10 million numeric values
library(microbenchmark)
library(ggplot2)
library(scales)
library(viridisLite)
n <- 1e7
df <- data.frame(x = rnorm(n = n))
m <- microbenchmark(
colourvalues = { colourvalues::colour_values(x = df$x) },
scales = { col_numeric(palette = rgb(subset(viridis.map, opt=="D")[, 1:3]), domain = range(df$x))(df$x) },
times = 25
)
m
# Unit: seconds
# expr min lq mean median uq max neval
# colourvalues 1.590618 1.626491 1.669927 1.645881 1.700298 1.857823 25
# scales 2.805023 2.942096 3.011355 3.000689 3.036244 3.537374 25
autoplot(m)
# Coordinate system already present. Adding new coordinate system, which will replace the existing one.

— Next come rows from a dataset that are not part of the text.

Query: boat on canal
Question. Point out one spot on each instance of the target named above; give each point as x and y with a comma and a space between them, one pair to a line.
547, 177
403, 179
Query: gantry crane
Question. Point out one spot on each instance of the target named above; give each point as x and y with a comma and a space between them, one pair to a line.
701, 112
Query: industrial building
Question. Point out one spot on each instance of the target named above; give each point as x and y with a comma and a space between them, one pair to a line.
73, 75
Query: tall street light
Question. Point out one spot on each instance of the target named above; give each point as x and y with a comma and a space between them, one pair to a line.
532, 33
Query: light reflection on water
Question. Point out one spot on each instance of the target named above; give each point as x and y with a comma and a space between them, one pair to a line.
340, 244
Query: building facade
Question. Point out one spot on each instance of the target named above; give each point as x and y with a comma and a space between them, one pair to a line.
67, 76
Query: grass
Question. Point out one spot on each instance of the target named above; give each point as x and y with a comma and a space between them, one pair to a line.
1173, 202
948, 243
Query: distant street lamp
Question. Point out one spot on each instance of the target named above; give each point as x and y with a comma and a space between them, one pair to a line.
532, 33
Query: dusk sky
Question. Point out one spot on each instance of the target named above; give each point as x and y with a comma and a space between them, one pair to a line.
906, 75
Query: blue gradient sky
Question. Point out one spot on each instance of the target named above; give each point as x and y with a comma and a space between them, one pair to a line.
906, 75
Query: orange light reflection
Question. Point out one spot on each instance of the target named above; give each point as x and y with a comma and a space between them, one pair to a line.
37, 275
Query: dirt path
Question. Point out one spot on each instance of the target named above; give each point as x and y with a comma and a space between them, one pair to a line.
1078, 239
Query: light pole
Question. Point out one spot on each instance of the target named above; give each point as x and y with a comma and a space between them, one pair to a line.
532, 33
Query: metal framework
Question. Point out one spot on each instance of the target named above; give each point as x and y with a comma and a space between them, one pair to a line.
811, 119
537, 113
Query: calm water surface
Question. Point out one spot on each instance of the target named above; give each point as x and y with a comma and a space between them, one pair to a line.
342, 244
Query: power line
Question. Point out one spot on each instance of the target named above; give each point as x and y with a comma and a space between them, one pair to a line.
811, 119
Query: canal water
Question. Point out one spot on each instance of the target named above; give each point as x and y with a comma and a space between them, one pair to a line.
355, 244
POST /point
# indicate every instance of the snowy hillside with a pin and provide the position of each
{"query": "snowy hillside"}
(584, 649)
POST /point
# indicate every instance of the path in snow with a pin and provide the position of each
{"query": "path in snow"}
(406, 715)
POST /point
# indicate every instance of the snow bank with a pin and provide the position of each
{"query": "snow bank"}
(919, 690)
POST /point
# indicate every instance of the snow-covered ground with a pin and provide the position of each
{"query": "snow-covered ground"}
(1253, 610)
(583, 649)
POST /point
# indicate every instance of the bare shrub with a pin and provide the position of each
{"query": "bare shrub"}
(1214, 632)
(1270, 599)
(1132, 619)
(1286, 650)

1 million characters (26 unique values)
library(microbenchmark)
library(ggplot2)
library(scales)
library(viridisLite)
n <- 1e6
x <- sample(x = letters, size = n, replace = TRUE)
df <- data.frame(x = x)
m <- microbenchmark(
colourvalues = { x <- colourvalues::colour_values(x = df$x) },
scales = { y <- col_factor(palette = rgb(subset(viridis.map, opt=="D")[, 1:3]), domain = unique(df$x))(df$x) },
times = 25
)
m
# Unit: milliseconds
# expr min lq mean median uq max neval
# colourvalues 186.0676 188.7427 195.2648 192.8407 199.8790 217.8761 25
# scales 303.5928 310.3133 327.8760 317.6924 338.1438 439.7298 25
autoplot(m)
# Coordinate system already present. Adding new coordinate system, which will replace the existing one.